So, if we configure the AQM queue with a lower "target", we can get low 
delay and full utilization. Why would we want to disable this possibility 
in evolving AQMs and Standards Track congestion control?

If we then look at the case where IP pkt and L2 frame boundaries are not 
aligned but overlap. No matter whether the L2 frame is larger, i.e., it 
is capable of encapsulating more than just one IP packet, or smaller 
than the encapsulated IP packets, we may end up marking more IP packets 
than L2 frames if all "involved" IP packets are marked. Here, again, for 
Standards Track congestion control it would be just enough that only one 
of the involved IP packets gets marked. So, the main question is how to 
select the IP packet to mark.

In addition, Sec 4.2 of ecn-encap currently says:

A lower layer (or subnet) congestion notification system:

"  1.  SHOULD NOT apply explicit congestion notifications to PDUs that
        are destined for legacy layer-4 transport implementations that
        will not understand ECN, and

It's quite clear that if one IP pkt is encapsulated alone in one L2 frame, 
then the above is the only reasonable thing to do. However, if a L2 frame 
encapsulates more than one IP packet and there is a mix of non-ECT IP 
packets and ECT IP packets (i.e., several competing flows), it's not 
quite clear that the L2 should not apply ECN to such a L2 frame.

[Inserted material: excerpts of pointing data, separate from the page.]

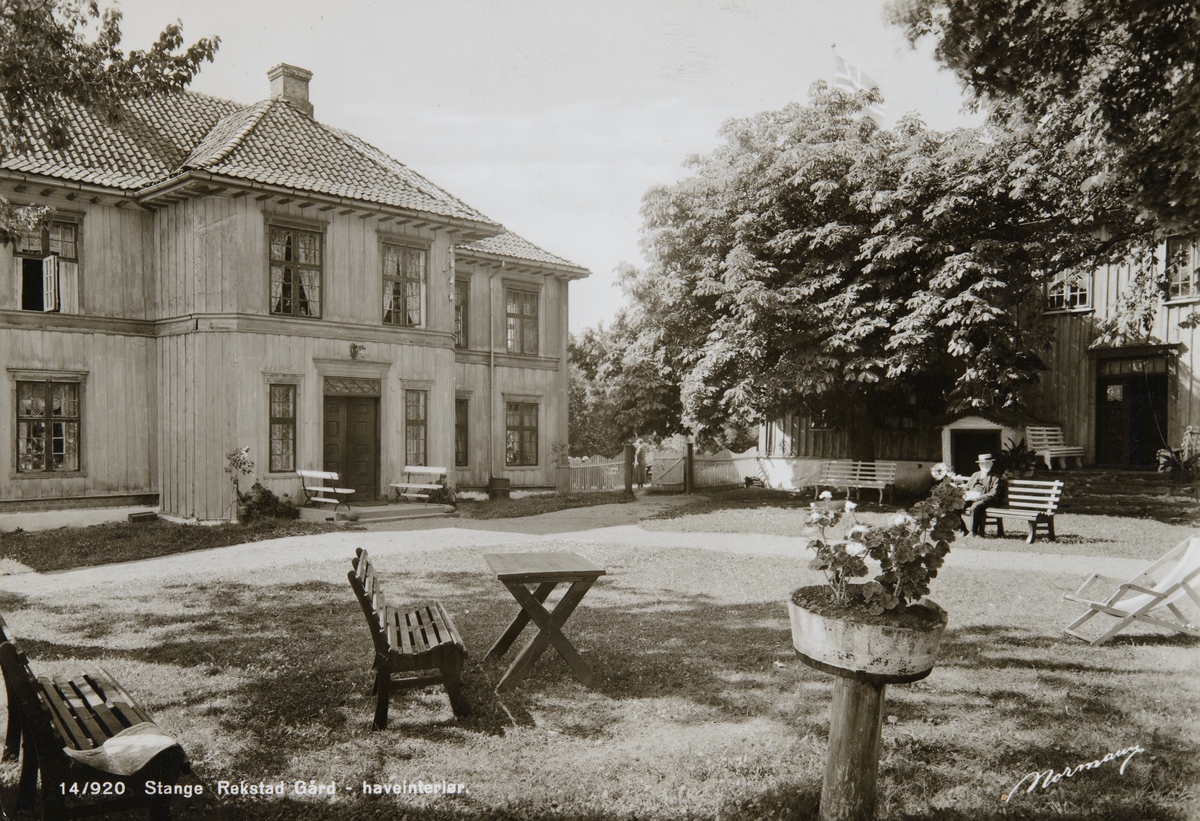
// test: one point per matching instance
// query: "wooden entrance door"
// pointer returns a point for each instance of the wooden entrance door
(352, 443)
(1131, 413)
(967, 444)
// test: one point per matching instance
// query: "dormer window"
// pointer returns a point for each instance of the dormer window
(1068, 292)
(1181, 268)
(48, 269)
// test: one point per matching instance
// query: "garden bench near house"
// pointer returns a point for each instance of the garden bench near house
(420, 645)
(316, 491)
(844, 473)
(1033, 501)
(94, 748)
(419, 480)
(1049, 443)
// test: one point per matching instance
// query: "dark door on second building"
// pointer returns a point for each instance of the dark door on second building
(1131, 411)
(352, 443)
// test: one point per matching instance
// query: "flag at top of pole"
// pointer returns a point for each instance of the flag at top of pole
(852, 78)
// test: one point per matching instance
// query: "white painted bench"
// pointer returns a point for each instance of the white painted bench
(1049, 443)
(845, 473)
(316, 491)
(1036, 502)
(418, 480)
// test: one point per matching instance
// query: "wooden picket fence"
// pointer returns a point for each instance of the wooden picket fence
(597, 474)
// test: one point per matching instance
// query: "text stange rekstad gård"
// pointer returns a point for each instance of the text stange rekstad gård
(311, 787)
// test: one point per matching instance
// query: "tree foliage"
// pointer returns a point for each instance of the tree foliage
(817, 262)
(55, 54)
(1121, 78)
(623, 384)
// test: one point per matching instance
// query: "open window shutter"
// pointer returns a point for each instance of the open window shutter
(69, 287)
(51, 283)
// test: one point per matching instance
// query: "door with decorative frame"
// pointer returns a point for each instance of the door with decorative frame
(352, 435)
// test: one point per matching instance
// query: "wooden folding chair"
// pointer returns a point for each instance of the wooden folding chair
(1143, 598)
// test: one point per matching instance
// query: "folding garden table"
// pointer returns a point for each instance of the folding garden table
(546, 570)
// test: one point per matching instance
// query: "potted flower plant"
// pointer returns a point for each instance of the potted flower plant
(238, 463)
(885, 627)
(873, 634)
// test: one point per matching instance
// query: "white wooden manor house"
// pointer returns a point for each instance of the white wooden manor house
(220, 275)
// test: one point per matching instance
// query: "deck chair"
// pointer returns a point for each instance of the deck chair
(1143, 598)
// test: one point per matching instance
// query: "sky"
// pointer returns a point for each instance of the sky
(553, 117)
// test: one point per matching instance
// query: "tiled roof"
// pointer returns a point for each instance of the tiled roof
(149, 141)
(517, 247)
(269, 143)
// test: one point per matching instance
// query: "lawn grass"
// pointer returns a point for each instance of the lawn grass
(534, 505)
(67, 547)
(701, 709)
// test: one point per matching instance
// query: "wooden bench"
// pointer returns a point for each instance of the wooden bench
(845, 473)
(316, 491)
(1033, 501)
(94, 748)
(421, 645)
(418, 480)
(1049, 444)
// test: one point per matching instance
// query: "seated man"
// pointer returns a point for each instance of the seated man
(982, 489)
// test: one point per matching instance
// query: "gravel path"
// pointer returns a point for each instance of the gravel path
(323, 557)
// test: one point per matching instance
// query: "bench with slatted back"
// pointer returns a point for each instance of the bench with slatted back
(317, 491)
(1049, 443)
(419, 645)
(845, 473)
(1036, 502)
(418, 480)
(85, 730)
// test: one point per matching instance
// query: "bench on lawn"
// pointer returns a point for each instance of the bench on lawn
(1033, 501)
(1049, 443)
(316, 491)
(845, 473)
(87, 732)
(421, 645)
(418, 481)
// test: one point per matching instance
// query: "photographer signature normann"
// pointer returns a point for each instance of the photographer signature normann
(1050, 777)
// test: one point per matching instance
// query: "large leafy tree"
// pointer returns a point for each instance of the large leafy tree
(1120, 79)
(817, 262)
(623, 384)
(55, 54)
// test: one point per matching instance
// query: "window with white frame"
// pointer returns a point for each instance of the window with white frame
(1181, 268)
(521, 435)
(48, 421)
(461, 312)
(521, 310)
(415, 426)
(403, 285)
(295, 271)
(461, 455)
(47, 269)
(1068, 292)
(282, 421)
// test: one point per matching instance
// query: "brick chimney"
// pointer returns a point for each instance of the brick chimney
(291, 84)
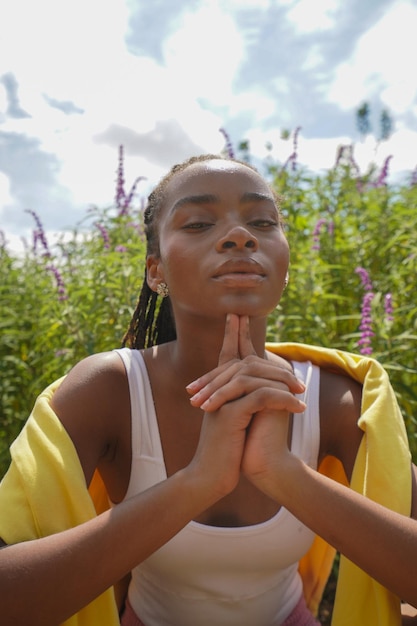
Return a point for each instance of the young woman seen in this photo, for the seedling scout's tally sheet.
(207, 447)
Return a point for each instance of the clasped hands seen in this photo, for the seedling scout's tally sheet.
(247, 401)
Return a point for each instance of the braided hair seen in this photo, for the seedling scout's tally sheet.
(153, 323)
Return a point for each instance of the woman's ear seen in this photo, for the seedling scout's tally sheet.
(154, 273)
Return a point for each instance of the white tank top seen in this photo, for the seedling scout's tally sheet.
(216, 576)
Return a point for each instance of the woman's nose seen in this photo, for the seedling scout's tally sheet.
(238, 237)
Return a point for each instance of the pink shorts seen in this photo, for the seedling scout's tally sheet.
(300, 616)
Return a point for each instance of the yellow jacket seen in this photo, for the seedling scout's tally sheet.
(44, 490)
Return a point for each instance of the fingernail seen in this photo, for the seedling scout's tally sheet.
(191, 386)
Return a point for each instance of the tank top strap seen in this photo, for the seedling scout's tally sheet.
(305, 442)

For example, assume there is just one (tiny) non-ECT IP packet and 
several ECT packets encapsulated in a large L2 frame that gets hit by an 
AQM at L2. If the L2 frame is considered as Not-ECN-PDU according the 
item 1 above even though the egress of the subnet is capable of 
propagating congestion notifications, the L2 would drop the frame and all 
encapsulated IP packets instead of marking the frame and forwarding the 
encapsulated ECT IP packets and dropping just the non-ECT IP packet. 
The operation according to the above Item 1 in the draft would be simple 
and straightforward to implement but IMO it would be reasonable to avoid 
unnecessary drops.

Then again the question to answer would be which of the packets to 
mark/drop? But, maybe I am missing some aspects?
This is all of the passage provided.